Fetal Electrophysiologic Abnormalities in High-Risk Pregnancies Associated With Fetal Demise

NCT03775954 | Recruiting

• 2 other identifiers: PRO00031598R01HL143485
• Study Type: observational
• Target: 30
• Locations: 1 country
• Sites: 2

Brief Summary

Each year world-wide, 2.5 million fetuses die unexpectedly in the last half of pregnancy, 25,000 in the United States, making fetal demise ten-times more common than Sudden Infant Death Syndrome. This study will apply a novel type of non-invasive monitoring, called fetal magnetocardiography (fMCG) used thus far to successfully evaluate fetal arrhythmias, in order to discover potential hidden electrophysiologic abnormalities that could lead to fetal demise in five high-risk pregnancy conditions associated with fetal demise.

Conditions

High Risk Pregnancy; Long QT Syndrome; Intrauterine Fetal Death; Sudden Infant Death; Pregnancy Loss; Twin Twin Transfusion Syndrome; Birth Defect; Fetal Cardiac Disorder; Fetal Death; Brugada Syndrome; Fetal Tachycardia; Congenital Heart Disease; Fetal Hydrops; Twin Monochorionic Monoamniotic Placenta; Gastroschisis; Fetal Demise; Stillbirth; Fetal Arrhythmia; Fetal Cardiac Anomaly

Keywords

Fetal Magnetocardiography; Stillbirth; Intrauterine Fetal Demise; Fetal Heart Rate Variability; Fetal Arrhythmias; High Risk Pregnancy; Pregnancy; Fetal Anomaly; Fetal Echocardiography; Non-Stress Testing; New Technology; Birth Defects; Fetal Research

Outcome Measures

Primary Outcomes (3)

• Heart rate variability using fMCG

  To measure and compare the fMCG heart rate variability in five pregnancy conditions associated with fetal demise, to those of gestation matched normal fetuses.
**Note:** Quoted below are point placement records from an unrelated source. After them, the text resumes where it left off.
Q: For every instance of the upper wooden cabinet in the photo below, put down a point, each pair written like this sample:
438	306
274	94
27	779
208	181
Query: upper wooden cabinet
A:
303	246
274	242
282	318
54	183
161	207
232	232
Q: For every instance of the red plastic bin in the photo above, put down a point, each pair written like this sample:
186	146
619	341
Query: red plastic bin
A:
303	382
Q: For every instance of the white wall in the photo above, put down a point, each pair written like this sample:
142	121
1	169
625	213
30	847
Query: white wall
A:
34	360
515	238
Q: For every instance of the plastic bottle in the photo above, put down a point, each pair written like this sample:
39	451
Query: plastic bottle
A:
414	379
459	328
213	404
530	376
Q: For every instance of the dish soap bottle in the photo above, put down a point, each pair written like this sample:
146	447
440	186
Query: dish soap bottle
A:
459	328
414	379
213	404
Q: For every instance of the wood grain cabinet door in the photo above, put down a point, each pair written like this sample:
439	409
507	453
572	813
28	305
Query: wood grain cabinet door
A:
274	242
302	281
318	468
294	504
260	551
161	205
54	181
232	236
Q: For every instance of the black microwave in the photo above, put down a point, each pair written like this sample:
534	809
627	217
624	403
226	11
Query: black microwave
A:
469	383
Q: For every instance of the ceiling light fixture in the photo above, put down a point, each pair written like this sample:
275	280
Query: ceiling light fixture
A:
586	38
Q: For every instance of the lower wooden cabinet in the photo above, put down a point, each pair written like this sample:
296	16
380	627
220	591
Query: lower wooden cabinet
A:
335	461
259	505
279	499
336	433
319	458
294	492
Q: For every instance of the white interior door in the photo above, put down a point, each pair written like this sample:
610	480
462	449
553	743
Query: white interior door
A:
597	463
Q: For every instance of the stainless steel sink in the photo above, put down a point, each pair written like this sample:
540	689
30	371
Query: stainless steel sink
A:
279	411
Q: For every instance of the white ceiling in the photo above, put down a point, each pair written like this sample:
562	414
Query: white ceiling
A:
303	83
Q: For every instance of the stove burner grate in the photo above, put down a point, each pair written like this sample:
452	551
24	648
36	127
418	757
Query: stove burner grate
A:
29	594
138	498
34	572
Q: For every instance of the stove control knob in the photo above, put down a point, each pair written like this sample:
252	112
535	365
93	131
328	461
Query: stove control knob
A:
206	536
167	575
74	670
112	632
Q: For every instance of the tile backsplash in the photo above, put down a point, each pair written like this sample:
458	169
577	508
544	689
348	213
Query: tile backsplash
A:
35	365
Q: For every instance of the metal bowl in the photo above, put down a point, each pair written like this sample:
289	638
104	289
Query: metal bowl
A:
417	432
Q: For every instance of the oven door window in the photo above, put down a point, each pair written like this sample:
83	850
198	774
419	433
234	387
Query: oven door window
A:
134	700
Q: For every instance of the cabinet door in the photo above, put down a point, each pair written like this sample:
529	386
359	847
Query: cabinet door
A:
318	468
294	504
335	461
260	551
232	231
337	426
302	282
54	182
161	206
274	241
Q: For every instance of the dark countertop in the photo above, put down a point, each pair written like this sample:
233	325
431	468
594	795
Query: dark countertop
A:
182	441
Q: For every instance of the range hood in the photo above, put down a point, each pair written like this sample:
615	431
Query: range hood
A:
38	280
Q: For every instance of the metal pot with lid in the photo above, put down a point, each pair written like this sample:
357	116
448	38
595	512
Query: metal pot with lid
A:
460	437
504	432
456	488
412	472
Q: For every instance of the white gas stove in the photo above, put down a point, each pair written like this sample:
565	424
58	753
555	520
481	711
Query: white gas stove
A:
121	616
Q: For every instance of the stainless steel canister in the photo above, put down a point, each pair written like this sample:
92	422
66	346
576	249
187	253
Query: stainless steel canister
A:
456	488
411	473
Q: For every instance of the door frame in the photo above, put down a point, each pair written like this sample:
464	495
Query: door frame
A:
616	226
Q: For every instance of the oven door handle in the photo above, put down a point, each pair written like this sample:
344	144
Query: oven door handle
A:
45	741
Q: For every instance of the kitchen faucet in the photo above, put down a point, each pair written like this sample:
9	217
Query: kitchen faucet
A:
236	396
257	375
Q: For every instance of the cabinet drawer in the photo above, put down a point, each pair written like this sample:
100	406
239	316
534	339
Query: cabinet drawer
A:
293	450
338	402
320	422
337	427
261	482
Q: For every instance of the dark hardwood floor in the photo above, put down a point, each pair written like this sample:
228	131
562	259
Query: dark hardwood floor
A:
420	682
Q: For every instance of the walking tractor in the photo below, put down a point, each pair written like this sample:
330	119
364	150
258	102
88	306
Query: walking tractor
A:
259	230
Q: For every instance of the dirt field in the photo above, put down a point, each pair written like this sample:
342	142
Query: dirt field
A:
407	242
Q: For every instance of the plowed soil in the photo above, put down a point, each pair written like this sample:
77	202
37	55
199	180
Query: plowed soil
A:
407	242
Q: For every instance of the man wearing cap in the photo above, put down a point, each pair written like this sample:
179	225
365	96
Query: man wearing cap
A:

  Comparison of procedures at approximately 20-27 weeks gestation, at 30-37 weeks gestation, and at neonatal ECG at 0-4 weeks of age

• Cardiac conduction

  To measure and compare the fMCG cardiac time intervals in five pregnancy conditions associated with fetal demise, to those of gestation matched normal fetuses and to neonatal ECGs at 0-4 weeks of age.

  Comparison of cardiac time intervals at approximately 20-27 weeks gestation, 30-37 weeks gestation and at neonatal ECG at 0-4 weeks of age

• Cardiac repolarization

  To measure and compare the fMCG cardiac repolarization patterns in five pregnancy conditions associated with fetal demise, to those of gestation matched normal fetuses, and to neonatal ECGs at 0-4 weeks of age.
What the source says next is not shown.